In a meeting on campus the other day, someone said to me: “The college is a business.”
I responded: “No, it’s not. There might be business done in the college, but it is an institution of higher education.”
I know that many in this state — and perhaps around the country — are trying to sell this idea. Our current chancellor is from the private sector, for example. The University System of Georgia currently has a “customer service” initiative going on, and we occasionally get emails about how to make the university experience more friendly to our “customers.”
This is dangerous and, frankly, nauseating.
Business — at least how I see it practiced in the US — is all about closing off possibilities; it’s about drawing lines, securing boundaries. It’s about closed systems, elite hegemonies, keeping things status quo; business de-emphasizes the human in favor of the machine. Education is the opposite: it wants to open up possibilities. It’s about teaching students that they have choice and using their critical capacities in exercising that choice. It’s about being the best human beings that we can. These seem to be opposite goals.
The business folks wear the ties and get things done. Their main goal is money and the power that comes along with it. This is not the same for educators. If these were our goals, none of us would have chosen education as a career path.
Higher education is not a business. It is not. I will not fall for this myth, neither should anyone else.








Nice points! When I answered the call to the ministry, it was vitally important that there be a line drawn between business and church. Just as you stated, “Business is done there but..” Culturally, we are subjected everyday to people who choose to corrupt institutions in order to obtain a buck. Business is not a bad thing, but I follow the logic of rendering to Ceaser what is Ceasers and keeping intact the integrity of the church, college, or whatever institution that has a higher calling than money. Money isn’t an evil but it does mightily contribute to the formation of it.
I can see how business gets a bad name, especially when deals go south and threaten to sink economies.
However, the high school system, based on the assembly-line, and the University system, based on the guilds of the Middle Ages, are both rooted in business systems. So say that education is not a business very much misses much of its history – not to mention advancements in knowledge and innovation that come from the business sector.
Whether or not business cuts off possibilities or enhances them is debatable. Just look at Twitter, Facebook, Google, or Apple.
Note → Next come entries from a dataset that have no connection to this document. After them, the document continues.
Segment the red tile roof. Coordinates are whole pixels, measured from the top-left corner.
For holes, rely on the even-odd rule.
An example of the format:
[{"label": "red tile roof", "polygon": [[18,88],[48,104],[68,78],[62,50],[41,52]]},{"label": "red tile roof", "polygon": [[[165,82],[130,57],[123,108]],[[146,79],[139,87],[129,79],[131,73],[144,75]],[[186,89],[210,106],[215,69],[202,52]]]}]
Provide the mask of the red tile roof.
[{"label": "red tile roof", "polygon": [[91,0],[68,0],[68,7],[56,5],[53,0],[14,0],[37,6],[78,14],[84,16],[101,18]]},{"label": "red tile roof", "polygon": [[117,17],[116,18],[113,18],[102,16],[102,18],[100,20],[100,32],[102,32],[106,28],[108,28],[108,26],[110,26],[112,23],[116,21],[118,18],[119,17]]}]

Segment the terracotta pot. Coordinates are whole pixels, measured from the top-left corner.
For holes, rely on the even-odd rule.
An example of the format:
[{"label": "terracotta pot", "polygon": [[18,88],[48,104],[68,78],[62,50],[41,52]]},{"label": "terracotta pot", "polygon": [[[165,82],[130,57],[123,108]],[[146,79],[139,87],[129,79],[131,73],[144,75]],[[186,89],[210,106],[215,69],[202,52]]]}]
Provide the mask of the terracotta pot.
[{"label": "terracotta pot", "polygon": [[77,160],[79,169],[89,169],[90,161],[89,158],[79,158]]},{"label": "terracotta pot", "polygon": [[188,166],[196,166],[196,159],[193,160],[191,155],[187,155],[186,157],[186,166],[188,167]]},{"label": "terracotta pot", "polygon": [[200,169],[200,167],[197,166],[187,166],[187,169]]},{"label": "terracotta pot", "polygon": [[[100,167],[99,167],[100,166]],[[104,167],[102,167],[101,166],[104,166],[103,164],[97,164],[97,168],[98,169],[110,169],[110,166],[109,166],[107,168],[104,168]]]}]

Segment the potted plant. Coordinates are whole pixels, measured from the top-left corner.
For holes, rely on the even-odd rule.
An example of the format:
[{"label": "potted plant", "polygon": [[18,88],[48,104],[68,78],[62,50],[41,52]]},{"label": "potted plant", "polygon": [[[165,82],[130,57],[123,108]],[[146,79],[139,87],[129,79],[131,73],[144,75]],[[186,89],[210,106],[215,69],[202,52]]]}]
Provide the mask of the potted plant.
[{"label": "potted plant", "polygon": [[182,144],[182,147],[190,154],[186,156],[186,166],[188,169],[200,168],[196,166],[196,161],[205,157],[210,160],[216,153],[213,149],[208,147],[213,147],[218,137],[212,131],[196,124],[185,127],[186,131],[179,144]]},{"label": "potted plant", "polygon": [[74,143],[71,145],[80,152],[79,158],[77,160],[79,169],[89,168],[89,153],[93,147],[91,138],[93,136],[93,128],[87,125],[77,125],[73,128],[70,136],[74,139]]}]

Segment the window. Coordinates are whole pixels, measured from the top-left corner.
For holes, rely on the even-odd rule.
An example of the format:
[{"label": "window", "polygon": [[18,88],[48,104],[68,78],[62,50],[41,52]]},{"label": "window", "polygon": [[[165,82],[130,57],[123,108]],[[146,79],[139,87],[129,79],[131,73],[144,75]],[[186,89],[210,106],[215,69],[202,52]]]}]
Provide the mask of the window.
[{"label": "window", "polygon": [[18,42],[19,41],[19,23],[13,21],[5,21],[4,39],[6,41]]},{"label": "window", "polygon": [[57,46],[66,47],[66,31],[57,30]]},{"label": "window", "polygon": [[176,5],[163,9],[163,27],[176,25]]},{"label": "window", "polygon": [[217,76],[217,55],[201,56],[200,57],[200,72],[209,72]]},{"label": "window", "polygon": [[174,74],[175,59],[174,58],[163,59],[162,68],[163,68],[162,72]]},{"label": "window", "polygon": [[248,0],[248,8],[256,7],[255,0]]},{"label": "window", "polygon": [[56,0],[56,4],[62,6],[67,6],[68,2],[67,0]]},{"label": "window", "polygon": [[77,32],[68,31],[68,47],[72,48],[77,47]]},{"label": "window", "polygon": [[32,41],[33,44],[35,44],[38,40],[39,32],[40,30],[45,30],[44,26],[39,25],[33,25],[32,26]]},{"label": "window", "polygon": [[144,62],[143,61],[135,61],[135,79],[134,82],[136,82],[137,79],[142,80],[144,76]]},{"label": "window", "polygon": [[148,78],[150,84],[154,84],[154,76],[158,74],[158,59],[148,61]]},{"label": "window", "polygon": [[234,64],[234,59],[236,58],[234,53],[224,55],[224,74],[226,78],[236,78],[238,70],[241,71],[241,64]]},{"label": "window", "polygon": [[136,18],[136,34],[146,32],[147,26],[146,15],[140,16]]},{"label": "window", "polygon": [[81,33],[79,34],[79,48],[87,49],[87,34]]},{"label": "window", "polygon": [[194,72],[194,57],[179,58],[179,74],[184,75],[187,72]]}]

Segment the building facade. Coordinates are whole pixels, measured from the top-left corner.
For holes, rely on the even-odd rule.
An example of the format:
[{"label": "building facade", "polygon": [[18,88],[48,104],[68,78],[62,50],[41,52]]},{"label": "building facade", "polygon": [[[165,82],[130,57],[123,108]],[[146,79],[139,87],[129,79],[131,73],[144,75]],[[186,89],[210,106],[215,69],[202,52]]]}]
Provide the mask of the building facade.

All businesses pushing the envelop that are changing the face of education.
I was an educator – a high school Latin teacher – who saw first hand how well a school can run when it is run like a business.
I know it seems to make sense in a country where the corporation is king to run everything that way. Maybe you’re right; most of the bureaucrats and politicians in my state seem to agree. I would argue that the companies you mention are atypical of corporate America, however.